Fig. 11 shows the accuracy results and the training of the time-series data of the deep learning model. The average accuracy results show that all existing action classification models offer more than 70% accuracy. The Slowfast model shows 70.16% accuracy, and the Openpose model shows 70.08% accuracy. The accuracy of the proposed model is 74.95%, more than 4% higher than the existing models. This demonstrates superior classification accuracy compared to existing models.

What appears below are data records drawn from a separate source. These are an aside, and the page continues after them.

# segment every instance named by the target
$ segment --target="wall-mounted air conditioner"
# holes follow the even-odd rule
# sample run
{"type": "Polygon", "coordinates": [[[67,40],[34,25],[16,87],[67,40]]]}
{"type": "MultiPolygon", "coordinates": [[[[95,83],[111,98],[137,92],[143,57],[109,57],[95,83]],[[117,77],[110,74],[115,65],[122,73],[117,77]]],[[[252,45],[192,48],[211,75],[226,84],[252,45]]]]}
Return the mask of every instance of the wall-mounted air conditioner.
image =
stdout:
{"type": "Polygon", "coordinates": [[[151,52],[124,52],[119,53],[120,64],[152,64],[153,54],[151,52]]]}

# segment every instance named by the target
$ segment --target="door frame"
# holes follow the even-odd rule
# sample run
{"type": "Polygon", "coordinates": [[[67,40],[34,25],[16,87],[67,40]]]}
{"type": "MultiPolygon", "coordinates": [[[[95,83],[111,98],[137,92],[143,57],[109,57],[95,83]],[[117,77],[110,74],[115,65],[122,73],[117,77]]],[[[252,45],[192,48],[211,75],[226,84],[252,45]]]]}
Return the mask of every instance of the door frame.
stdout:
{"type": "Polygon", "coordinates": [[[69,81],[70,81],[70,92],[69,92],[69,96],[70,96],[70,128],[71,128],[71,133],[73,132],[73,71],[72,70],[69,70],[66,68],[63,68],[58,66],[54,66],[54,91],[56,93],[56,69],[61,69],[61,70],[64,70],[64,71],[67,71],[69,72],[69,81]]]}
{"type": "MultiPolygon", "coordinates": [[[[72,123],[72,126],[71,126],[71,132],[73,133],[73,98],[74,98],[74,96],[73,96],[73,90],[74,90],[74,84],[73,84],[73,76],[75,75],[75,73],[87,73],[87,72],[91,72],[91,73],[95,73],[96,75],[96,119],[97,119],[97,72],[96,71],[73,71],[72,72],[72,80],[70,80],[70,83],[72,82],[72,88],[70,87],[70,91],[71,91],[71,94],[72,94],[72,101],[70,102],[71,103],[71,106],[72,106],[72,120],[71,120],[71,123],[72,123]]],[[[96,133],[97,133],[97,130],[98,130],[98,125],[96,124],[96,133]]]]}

Fig. 10 shows the classification accuracy of each action dataset. Directly associated actions mean that the learned posed image data includes actions equal to those in the training images. The average classification accuracy of directly associated actions was approximately 76.31%. Regarding accuracy, sitting, running, and walking were 79.11%, 77.00%, and 74.33%, respectively. The high accuracy is because the action data for the one-shot object detection include actions equal to those in the training images.


Figure 10: Each action classification accuracy result

Indirectly associated actions imply that the learned-to-posed image data do not include actions equal to those in the training images. The average classification accuracy of indirectly associated actions was 73.59%. In terms of accuracy, the accuracy of clapping was 79.33%. The model focuses on the standing pose rather than the hands since the clapping action appears in an image of a standing pose. It recognizes the action as standing in the way it learns as the standing action of the training data image. For this reason, it has high accuracy. The action of falling, which was not included in the trained action data, had an accuracy of 73.89%. The action of going upstairs had an accuracy of 70.56%. Compared to the actions of the trained data images, they have low accuracy. Given that all indirectly associated actions have a high classification accuracy of over 70%, it is possible to classify a specific action pattern without separate training.

To verify the performance evaluation for memory overhead, the proposed model is compared the number of parameters with the existing models. Because the number of parameters and the memory overhead are proportional, the smaller the number of parameters, the smaller the memory. All models used for performance evaluation do the COCO dataset and train models. Table 2 shows the comparison of the number of parameters with existing models. The Openpose model uses the most memory with 65.7 M parameters, followed by the Slowfast R101-FPN model with 42.8 M. The proposed model uses the least memory using 12.1 M parameters, which shows a lower overhead than existing action classification models.


Similar to the accuracy evaluation, in the speed evaluation, the human action video data of the AI Hub were used [14]. The proposed model is compared to existing models under the same conditions. The existing models are the Slowfast model [6], the Openpose model [3], and the response speed used. Fig. 11 shows the proposed model’s response speed compared to the existing models.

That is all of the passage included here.